SMEpost

Silver lining: Infosys founders’ accelerator doubles start-up intake

Amidst the gloom in India’s startup ecosystem over a funding crunch, here’s a silver lining: Bangalore’s Axilor has announced a doubling of the intake of startups for its accelerator program.

Axilor was launched in November 2014 by Infosys founders Kris Gopalakrishnan and S D Shibulal along with Srinath Batni and Ganapathy Venugopal, who held senior positions at the Indian IT giant, and Harvard Business School professor Tarun Khanna. So far, 30 startups have gone through its accelerator program.

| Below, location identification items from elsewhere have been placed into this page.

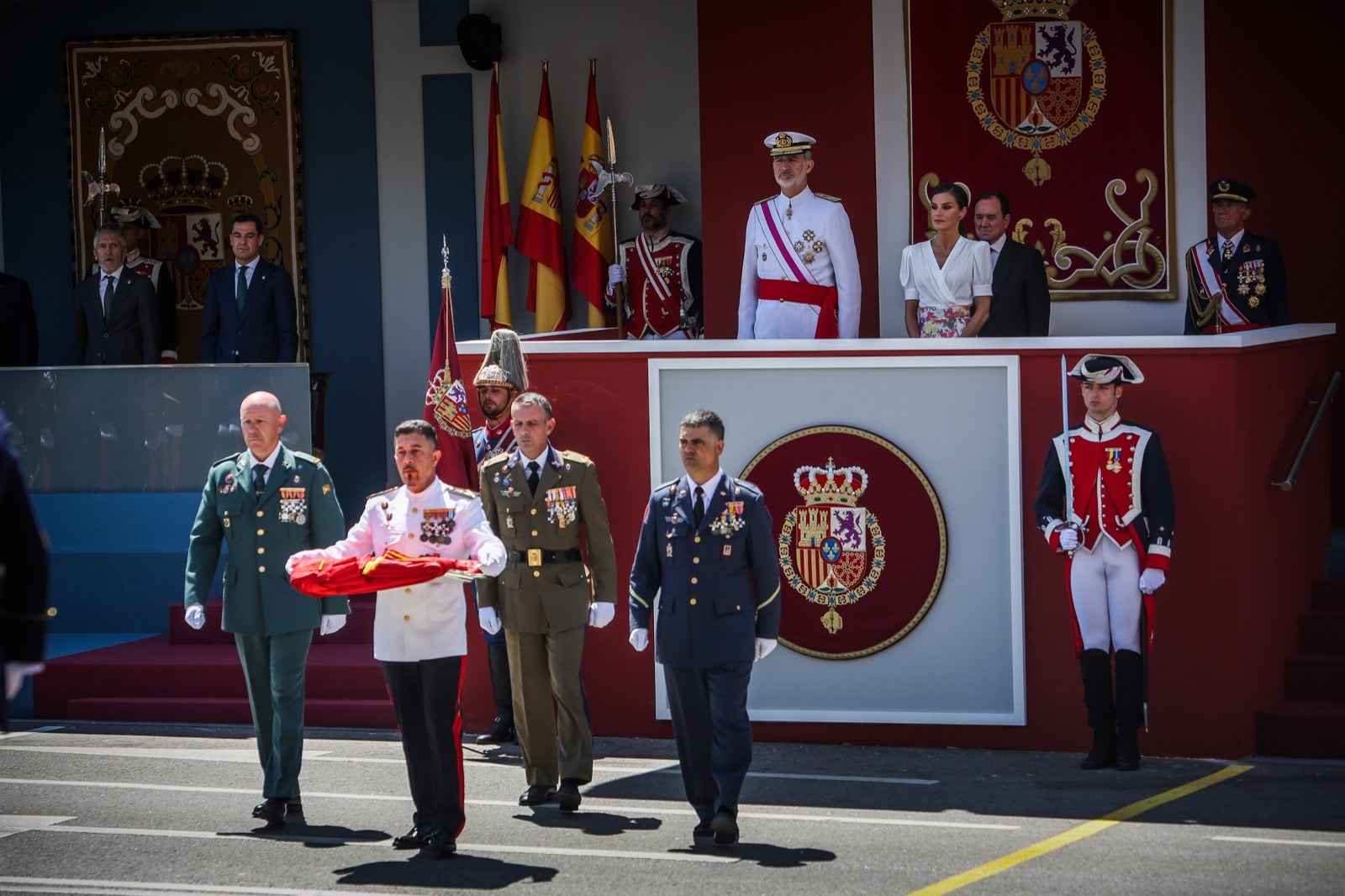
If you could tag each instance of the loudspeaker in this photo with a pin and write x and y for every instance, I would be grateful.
(479, 40)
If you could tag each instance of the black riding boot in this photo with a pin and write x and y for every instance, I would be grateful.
(1130, 708)
(502, 732)
(1102, 714)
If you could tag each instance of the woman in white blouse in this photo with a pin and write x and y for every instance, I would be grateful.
(947, 279)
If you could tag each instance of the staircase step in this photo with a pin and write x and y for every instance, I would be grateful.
(1329, 595)
(1321, 633)
(318, 714)
(1302, 730)
(1318, 677)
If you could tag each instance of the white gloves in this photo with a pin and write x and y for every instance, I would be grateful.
(13, 676)
(1152, 580)
(490, 620)
(602, 614)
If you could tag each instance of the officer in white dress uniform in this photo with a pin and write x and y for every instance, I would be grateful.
(800, 273)
(420, 631)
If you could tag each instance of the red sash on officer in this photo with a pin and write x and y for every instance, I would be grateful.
(798, 289)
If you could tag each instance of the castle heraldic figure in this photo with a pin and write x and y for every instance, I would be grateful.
(1237, 279)
(708, 549)
(1106, 502)
(537, 498)
(800, 272)
(504, 374)
(420, 631)
(268, 503)
(658, 272)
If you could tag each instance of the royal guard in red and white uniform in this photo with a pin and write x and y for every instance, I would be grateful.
(1116, 539)
(658, 272)
(136, 224)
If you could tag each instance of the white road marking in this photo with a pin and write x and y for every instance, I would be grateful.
(1281, 842)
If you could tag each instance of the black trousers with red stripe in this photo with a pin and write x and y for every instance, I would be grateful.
(425, 698)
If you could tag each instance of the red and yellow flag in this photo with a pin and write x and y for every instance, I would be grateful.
(593, 249)
(540, 235)
(497, 229)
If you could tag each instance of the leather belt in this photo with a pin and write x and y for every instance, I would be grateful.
(535, 556)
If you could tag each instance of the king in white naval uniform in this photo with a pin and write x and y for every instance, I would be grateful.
(420, 633)
(800, 272)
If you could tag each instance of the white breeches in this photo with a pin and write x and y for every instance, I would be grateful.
(1105, 586)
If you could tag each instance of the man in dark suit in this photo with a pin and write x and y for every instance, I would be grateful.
(535, 499)
(118, 311)
(251, 315)
(268, 502)
(708, 544)
(1020, 303)
(18, 324)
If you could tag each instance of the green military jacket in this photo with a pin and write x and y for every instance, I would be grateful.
(296, 510)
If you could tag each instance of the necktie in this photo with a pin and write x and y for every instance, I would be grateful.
(242, 287)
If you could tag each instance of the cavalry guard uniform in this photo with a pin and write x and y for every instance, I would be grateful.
(800, 272)
(542, 599)
(420, 634)
(272, 623)
(720, 582)
(1123, 515)
(1237, 282)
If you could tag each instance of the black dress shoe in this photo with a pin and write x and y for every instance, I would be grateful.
(568, 797)
(535, 795)
(272, 810)
(502, 732)
(439, 845)
(725, 829)
(414, 838)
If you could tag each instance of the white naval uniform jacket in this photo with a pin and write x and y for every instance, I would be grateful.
(427, 620)
(820, 225)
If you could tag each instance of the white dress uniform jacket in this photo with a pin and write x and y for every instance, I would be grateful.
(822, 228)
(427, 620)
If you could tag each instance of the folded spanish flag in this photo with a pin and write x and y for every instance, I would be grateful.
(324, 577)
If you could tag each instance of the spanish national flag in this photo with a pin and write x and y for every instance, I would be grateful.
(593, 248)
(497, 229)
(540, 235)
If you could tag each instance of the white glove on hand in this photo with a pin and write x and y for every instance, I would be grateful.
(13, 676)
(602, 614)
(1152, 580)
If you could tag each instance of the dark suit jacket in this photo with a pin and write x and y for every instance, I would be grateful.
(266, 329)
(18, 324)
(1020, 303)
(129, 334)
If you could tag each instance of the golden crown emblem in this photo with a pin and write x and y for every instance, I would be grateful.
(831, 485)
(1015, 10)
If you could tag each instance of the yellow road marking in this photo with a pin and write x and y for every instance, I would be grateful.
(1078, 833)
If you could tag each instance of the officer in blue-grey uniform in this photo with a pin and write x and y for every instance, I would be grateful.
(708, 548)
(268, 503)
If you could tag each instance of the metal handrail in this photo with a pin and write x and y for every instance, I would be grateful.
(1288, 483)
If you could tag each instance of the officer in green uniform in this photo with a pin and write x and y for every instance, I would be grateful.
(268, 503)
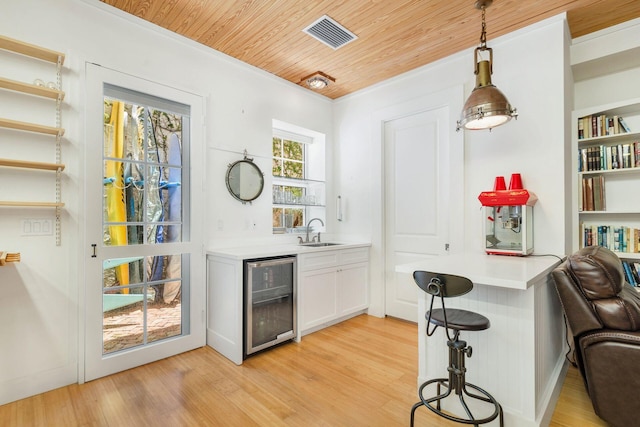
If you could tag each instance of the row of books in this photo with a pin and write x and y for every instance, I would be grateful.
(609, 157)
(632, 272)
(615, 238)
(593, 194)
(600, 125)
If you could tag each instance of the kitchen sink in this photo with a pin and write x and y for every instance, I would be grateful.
(320, 244)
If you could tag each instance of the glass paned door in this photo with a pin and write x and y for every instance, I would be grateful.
(145, 260)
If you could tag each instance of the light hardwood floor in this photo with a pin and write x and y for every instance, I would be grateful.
(361, 372)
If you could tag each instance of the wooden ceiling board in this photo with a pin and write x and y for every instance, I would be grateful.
(393, 36)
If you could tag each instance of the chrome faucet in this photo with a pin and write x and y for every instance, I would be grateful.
(309, 226)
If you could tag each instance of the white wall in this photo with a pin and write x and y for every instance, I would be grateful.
(41, 303)
(530, 67)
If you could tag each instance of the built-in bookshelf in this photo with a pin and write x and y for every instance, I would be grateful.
(608, 167)
(631, 269)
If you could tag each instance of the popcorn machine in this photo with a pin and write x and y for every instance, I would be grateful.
(508, 218)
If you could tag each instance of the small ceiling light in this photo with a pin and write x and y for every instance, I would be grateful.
(318, 80)
(486, 107)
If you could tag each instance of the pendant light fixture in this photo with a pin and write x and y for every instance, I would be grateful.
(486, 107)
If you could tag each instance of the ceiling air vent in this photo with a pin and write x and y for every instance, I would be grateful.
(330, 32)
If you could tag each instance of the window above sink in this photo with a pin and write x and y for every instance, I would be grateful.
(298, 170)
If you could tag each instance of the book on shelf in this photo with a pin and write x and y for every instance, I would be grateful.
(631, 270)
(593, 194)
(621, 239)
(597, 125)
(624, 125)
(609, 157)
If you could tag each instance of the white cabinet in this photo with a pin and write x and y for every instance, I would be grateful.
(224, 306)
(608, 164)
(332, 286)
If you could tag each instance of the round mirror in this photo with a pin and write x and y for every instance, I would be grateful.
(244, 180)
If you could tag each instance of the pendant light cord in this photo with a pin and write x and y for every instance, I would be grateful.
(483, 35)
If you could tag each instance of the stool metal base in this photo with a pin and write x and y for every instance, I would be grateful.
(484, 396)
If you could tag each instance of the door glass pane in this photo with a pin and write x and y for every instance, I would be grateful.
(142, 301)
(142, 177)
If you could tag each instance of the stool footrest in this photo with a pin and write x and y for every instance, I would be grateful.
(483, 396)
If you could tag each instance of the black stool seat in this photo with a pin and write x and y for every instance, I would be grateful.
(460, 320)
(453, 320)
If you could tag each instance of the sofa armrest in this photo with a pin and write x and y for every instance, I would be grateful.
(611, 360)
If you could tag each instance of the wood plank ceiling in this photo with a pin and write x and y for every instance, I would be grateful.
(394, 36)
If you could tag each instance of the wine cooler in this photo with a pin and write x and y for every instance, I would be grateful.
(269, 302)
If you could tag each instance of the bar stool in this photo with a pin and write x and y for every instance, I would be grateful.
(441, 286)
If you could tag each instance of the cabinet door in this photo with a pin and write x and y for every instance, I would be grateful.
(317, 297)
(353, 288)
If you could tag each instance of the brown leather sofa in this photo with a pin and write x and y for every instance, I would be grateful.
(603, 315)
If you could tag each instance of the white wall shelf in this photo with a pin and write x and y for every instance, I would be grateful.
(31, 89)
(31, 165)
(55, 93)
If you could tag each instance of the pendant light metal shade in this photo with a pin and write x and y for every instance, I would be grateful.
(486, 107)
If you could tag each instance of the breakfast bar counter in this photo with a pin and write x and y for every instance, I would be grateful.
(520, 358)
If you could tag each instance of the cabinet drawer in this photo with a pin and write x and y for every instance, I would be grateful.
(318, 260)
(350, 256)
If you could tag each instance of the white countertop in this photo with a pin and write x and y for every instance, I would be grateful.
(491, 270)
(262, 251)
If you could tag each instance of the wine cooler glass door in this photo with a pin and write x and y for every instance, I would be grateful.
(270, 286)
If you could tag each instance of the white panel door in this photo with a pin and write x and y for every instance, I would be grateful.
(416, 201)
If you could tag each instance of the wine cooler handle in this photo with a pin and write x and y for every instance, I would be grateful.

Now, the fifth batch for which applications are open till February 23, doubles the size of the cohort to 20.

“A fast-growing base of online consumers, an enabling public digital infrastructure, growing pool of founders with prior startup experience, and increase in early-stage seed capital are creating conditions for the second wave of startups in India,” says Kris Gopalakrishnan, Axilor Ventures Chairman. This is a vote of confidence in the startup ecosystem from the first generation of tech entrepreneurs in Bangalore, who created an IT services industry that accounts for a tenth of India’s GDP today.

It comes at a time when the ecosystem’s hype cycle has hit a trough of disillusionment after the inflated expectations and funding of 2014 and 2015. Over 1,000 startups shut down last year, half of which were founded in India’s takeoff period of 2013 and 2014. Mostly, they ran out of runway as follow-on funding became scarce. Several were acqui-hired in distress sales.

The five-spice program

Axilor, whose mentors try to bring system and process to startups without shackling their nimbleness and agility, appears to have mostly come out unscathed in these worst of times. “Seventy percent of the startups from the last batch have successfully moved to their next stage – half of them have already secured funding, one has been acquired, and the others are in advanced stages of pilots,” says Ganapathy Venugopal a.k.a VG, Axilor CEO and co-founder.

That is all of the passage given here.